辿り着いたのは、地獄への入り口を思わせる洞穴の前だった。大きな口をあんぐりと開けて、何も知らずにのこのこと踏み入った獲物を呑み込む瞬間を、よだれを垂らして待ち構えているようにも見える。
「でっかい洞穴だな……」
ビル二階分ほどの大きな穴がぽっかりと開いていた。中は真っ暗で、昼間だというのに、最深部は見えない。
「これくらいで圧倒されていたら、この先、お兄ちゃんの心臓はもたないよ! もっと気を強くもたないとダメだからね!」
既に何度もここを行き来しているシロは、俺がビビっていると決めつけて、胸を張って高笑いしているのが気に食わない。
「こんな穴……。一体誰が……」
「俺が掘ったんだよおお! 勇者を始めとした反抗勢力を、軒並みブッ飛ばして挑戦者がいなくなった時期があってなああ! 暇で死にそうになったから、山を一つ平地にしようと穴を開けまくっていたら、こっちの世界と偶然繋がったああ!」
これまた人騒がせな偶然もあったものだ。つまり、魔王の暇つぶしが高じて、異世界と俺たちの世界が繋がったということか? とりあえず繋がった先が、都市部でなくて心底良かったよ。このヘビは、戦闘大好きだからな。自衛隊相手に、いきなり戦争が勃発するところだった。
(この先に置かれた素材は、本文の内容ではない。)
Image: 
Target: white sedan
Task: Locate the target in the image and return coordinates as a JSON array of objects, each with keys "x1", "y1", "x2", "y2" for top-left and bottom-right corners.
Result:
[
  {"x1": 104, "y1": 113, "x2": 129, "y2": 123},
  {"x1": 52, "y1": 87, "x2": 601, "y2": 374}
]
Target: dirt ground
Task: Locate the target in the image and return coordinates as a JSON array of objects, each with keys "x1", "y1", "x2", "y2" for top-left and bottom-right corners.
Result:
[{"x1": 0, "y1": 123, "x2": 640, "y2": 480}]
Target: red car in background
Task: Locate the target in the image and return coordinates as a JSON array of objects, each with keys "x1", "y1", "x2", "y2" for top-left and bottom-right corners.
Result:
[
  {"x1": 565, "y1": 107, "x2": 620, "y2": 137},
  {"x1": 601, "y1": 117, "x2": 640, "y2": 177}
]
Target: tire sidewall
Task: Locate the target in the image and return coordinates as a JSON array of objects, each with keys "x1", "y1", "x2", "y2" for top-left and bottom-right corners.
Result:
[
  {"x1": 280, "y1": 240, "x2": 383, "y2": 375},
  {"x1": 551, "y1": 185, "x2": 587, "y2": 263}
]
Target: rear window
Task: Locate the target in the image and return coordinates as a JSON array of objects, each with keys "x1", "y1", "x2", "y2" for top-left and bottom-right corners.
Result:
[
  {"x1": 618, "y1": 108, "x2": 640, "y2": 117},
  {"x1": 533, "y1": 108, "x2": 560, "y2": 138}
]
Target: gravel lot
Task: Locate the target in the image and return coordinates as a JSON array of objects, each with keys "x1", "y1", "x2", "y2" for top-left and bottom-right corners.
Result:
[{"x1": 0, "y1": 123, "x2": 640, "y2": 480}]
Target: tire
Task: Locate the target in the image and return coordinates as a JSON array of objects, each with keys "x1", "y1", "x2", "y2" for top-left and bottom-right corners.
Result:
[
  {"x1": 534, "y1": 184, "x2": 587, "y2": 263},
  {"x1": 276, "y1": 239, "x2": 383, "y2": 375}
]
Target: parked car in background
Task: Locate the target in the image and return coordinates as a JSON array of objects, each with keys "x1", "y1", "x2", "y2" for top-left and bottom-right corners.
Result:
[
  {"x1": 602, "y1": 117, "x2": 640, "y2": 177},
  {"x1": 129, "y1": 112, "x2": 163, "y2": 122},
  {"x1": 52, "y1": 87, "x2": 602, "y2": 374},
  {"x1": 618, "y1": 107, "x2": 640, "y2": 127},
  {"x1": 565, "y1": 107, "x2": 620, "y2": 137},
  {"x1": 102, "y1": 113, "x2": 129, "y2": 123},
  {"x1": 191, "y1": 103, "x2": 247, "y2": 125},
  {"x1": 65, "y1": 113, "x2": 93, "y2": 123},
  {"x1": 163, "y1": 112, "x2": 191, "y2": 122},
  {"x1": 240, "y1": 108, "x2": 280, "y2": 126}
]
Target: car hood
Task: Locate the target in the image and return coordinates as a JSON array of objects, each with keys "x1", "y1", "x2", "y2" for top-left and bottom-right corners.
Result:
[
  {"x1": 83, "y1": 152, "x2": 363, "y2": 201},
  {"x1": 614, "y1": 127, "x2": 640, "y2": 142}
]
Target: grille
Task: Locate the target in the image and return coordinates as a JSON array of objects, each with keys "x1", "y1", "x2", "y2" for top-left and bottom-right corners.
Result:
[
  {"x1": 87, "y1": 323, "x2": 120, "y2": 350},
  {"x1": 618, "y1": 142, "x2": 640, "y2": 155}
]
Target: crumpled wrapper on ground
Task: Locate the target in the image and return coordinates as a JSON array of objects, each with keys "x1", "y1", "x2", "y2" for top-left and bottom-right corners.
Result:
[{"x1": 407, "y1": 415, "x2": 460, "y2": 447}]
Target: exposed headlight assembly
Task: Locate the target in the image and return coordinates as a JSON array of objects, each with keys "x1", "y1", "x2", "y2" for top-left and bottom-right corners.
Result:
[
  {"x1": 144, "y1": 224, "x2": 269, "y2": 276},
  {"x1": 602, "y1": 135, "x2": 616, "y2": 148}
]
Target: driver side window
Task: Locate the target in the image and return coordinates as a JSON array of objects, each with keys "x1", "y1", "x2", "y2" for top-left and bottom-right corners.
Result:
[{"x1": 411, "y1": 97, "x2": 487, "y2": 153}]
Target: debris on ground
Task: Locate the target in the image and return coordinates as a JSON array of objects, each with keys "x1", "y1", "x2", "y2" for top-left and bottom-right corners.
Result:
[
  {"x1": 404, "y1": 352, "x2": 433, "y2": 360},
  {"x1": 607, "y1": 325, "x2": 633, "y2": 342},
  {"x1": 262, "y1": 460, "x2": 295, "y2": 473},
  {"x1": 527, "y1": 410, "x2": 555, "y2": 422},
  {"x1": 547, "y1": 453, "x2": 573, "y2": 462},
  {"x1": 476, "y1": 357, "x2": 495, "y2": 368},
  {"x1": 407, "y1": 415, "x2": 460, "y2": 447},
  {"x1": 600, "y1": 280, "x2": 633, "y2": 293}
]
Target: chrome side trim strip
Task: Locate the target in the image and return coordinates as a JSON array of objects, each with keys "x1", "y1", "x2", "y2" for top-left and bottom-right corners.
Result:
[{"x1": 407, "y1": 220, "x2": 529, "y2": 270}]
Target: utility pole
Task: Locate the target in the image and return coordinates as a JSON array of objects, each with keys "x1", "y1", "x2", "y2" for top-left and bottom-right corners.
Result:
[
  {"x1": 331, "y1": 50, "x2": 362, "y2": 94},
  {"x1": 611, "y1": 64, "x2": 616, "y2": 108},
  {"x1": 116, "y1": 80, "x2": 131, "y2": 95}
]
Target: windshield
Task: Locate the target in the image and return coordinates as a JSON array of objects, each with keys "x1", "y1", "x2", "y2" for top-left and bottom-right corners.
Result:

「この中に入ったらね! ひたすら真っ直ぐに進むの! もっとも中は前後左右の理が滅茶苦茶になっている空間だから、左に進もうが、中に入ってしばらく経った後で引き返そうが、結果的には異世界に辿り着くんだけどね!」
「そうか、そうか。灯りが必要かと思ったんだが、手ぶらで良さそうで安心したよ。それじゃあ、行こうか」
蝙蝠がいないか聞こうとしたが、根性なしと笑われそうなので、止めておくことにした。